Building a Control Plane for Envoy

In this series of blogs, we will share our experience of building Gloo, a multi-purpose control plane for the Envoy proxy. The first blog in the series will focus on Envoy design, and the technical architecture decisions we needed to make while building the first layer of the control plane.

The Envoy proxy was originally designed by the Lyft engineering team as a universal data plane. The strength of Envoy stems from a combination of performance, extensibility and dynamic configuration. This power, however, comes at the price of increased configuration complexity. In fact, Envoy configuration is meant to be machine-generated by a management layer, often called a ‘control plane’.
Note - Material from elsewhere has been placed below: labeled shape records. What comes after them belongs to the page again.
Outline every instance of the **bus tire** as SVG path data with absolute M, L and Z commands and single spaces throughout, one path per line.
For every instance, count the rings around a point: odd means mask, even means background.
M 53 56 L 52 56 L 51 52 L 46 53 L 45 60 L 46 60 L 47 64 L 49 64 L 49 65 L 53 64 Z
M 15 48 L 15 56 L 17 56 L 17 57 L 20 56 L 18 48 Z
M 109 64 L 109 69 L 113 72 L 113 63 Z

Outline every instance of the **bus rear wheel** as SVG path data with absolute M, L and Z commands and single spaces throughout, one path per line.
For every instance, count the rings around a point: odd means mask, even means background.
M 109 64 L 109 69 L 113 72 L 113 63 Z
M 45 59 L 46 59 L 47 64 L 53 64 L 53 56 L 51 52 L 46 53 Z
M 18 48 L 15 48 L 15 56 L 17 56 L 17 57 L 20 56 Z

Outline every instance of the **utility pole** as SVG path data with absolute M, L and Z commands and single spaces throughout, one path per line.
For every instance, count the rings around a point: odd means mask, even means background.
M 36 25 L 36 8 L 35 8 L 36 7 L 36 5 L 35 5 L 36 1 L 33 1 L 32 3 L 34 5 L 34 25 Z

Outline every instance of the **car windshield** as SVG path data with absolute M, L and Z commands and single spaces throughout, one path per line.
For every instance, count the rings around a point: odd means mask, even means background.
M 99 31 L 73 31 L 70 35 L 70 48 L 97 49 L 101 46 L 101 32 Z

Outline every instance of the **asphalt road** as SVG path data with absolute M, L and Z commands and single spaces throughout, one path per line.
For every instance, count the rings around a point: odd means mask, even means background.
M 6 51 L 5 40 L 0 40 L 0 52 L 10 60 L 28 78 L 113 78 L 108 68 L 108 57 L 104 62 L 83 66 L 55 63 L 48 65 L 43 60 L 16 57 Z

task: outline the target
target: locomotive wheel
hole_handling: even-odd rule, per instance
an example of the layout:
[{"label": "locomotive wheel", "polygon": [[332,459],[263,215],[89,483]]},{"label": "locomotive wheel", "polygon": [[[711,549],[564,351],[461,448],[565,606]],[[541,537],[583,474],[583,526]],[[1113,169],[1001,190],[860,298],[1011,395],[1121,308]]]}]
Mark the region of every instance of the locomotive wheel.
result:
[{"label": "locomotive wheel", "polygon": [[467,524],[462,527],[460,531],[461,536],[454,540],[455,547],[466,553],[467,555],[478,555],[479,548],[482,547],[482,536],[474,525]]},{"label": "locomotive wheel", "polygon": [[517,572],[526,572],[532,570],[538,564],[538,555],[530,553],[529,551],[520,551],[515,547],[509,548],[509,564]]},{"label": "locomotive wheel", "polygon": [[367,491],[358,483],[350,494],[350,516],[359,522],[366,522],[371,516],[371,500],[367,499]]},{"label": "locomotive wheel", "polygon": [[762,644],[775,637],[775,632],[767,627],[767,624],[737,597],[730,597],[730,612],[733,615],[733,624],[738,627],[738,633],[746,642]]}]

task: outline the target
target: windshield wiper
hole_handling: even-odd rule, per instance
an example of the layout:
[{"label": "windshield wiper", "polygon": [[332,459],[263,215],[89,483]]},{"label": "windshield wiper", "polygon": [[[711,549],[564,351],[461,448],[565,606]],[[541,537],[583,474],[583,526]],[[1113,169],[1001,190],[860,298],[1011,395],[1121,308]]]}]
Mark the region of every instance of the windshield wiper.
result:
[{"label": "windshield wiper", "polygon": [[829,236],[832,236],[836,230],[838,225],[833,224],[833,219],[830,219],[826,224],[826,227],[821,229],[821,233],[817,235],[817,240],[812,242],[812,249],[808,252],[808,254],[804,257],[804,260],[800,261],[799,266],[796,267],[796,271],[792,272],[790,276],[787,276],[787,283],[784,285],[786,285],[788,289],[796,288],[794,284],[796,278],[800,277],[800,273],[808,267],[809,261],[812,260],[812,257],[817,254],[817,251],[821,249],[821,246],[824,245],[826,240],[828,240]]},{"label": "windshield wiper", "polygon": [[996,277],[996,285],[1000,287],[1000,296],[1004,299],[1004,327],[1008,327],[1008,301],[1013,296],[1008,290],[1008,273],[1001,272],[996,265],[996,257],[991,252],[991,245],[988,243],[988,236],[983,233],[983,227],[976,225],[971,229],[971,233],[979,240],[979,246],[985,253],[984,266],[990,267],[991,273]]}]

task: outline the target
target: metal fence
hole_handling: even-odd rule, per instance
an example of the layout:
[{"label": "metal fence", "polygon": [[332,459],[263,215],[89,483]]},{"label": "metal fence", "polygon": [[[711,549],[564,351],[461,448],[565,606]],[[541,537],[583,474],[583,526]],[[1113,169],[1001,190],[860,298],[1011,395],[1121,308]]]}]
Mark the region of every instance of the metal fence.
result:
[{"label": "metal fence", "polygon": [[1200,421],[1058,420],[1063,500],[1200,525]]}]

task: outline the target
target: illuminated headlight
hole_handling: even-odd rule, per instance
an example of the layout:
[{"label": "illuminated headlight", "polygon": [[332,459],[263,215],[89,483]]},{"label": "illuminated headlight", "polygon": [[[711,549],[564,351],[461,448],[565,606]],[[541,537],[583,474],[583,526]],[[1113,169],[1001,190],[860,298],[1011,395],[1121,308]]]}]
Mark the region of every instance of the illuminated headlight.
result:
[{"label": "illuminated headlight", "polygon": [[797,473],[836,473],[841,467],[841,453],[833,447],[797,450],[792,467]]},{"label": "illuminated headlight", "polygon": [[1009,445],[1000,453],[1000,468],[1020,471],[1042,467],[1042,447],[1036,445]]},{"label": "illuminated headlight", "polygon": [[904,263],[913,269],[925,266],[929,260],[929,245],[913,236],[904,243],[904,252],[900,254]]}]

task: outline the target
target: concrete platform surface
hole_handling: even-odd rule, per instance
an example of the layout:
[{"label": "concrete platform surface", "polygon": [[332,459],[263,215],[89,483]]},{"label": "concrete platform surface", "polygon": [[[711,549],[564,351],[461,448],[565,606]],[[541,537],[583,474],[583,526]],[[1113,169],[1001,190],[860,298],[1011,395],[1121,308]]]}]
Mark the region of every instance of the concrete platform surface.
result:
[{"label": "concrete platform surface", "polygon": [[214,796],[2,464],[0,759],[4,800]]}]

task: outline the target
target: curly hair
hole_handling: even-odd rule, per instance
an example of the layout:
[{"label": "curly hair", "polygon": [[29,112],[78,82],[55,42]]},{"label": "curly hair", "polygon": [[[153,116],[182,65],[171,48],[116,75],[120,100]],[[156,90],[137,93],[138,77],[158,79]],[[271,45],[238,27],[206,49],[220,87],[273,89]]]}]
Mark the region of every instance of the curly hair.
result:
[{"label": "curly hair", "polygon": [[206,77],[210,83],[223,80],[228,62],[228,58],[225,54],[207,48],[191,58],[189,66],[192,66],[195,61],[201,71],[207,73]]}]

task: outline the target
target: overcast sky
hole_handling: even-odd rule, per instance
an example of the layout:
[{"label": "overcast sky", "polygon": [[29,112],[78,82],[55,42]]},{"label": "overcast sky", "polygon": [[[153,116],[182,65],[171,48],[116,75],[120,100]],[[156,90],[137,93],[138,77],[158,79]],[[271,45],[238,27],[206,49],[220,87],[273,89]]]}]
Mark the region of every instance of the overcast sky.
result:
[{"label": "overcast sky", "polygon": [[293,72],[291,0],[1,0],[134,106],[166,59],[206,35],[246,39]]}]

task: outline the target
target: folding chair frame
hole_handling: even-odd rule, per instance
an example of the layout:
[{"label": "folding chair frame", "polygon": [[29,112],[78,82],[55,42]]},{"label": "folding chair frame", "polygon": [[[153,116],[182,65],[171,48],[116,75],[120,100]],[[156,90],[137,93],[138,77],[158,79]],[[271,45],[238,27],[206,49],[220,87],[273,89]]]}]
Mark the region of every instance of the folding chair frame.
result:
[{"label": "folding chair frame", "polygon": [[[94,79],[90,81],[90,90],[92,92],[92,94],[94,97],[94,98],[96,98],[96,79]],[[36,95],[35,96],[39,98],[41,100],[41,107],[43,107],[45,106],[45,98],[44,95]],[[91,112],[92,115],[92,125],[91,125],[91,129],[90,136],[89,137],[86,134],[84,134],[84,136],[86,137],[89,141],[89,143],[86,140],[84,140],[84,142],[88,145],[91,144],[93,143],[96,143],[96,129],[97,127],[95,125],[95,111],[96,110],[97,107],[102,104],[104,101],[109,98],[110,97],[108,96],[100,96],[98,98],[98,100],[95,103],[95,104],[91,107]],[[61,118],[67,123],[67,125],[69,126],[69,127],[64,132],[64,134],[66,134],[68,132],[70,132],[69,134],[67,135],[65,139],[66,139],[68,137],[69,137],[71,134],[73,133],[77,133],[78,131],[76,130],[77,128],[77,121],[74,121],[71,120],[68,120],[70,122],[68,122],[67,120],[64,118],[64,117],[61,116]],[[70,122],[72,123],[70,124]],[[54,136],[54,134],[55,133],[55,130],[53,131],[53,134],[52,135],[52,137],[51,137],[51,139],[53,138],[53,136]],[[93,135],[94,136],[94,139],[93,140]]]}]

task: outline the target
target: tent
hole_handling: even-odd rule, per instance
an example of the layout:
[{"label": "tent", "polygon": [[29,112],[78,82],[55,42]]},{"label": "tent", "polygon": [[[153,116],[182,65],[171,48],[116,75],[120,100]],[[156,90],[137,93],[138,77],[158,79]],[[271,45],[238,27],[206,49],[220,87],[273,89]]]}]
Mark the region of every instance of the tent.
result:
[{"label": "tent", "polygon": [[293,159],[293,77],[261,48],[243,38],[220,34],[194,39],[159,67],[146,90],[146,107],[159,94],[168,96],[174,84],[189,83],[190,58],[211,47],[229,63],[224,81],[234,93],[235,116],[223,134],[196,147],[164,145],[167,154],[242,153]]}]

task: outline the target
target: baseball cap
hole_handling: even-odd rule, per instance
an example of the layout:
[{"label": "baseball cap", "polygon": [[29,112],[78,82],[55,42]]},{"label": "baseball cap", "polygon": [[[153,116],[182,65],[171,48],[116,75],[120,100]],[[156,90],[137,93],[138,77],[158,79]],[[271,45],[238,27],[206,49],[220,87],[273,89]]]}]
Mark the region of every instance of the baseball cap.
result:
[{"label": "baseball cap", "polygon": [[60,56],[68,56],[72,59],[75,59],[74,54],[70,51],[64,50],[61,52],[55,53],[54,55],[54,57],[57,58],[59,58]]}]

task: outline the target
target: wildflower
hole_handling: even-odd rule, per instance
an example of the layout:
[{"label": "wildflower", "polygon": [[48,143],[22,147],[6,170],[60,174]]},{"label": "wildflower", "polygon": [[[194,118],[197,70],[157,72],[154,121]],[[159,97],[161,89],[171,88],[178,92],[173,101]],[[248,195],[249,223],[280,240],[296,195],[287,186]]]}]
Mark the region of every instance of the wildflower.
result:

Writing a control plane for Envoy is not an easy task, as described in a recent post from Ambassador creators, which details their repeated attempts to build it. In the series of blogs that follows, we will share our own experience, our design choices, and our implementation considerations, which allowed us to harness the power of Envoy.

How does envoy work?

Before we talk about building a control plane, let us briefly recall how Envoy works as an edge proxy.

When a request arrives at the cluster, Envoy can do many things with it, including routing, checking for permissions, load balancing and much more. To know what to do Envoy needs to be configured, which is the role of the control plane.

The first thing Envoy does with a request is to determine what is its destination. To do this, it uses the virtual host (host or :authority header) and a route table. The request is then sent through a sequence of filters, known as the filter chain. Each filter in the chain does different things, including modifying the request, holding the request until some event happens, rejecting the request, and more. In some cases, a filter needs to get information from an external server in order to perform its task. The last filter in the chain is always the router filter, which sends the request upstream. An example of a path taken by a request as it goes through Envoy is depicted in the figure below.

On the way back, a response can also go through a filter chain before it is sent back from the cluster. Once again, these filters may or may not interact with external servers, as needed.

Setting up the filter chain and configuring the different filters and their external servers are among the jobs of the control plane. This configuration information is sent to Envoy using the xDS API. It is the responsibility of the control plane to make sure that Envoy is always updated, and inform Envoy of any need to alter its configuration. Since in distributed systems “there is no now”, Envoy’s strategy is to follows an eventually consistent configuration model to handle configuration changes.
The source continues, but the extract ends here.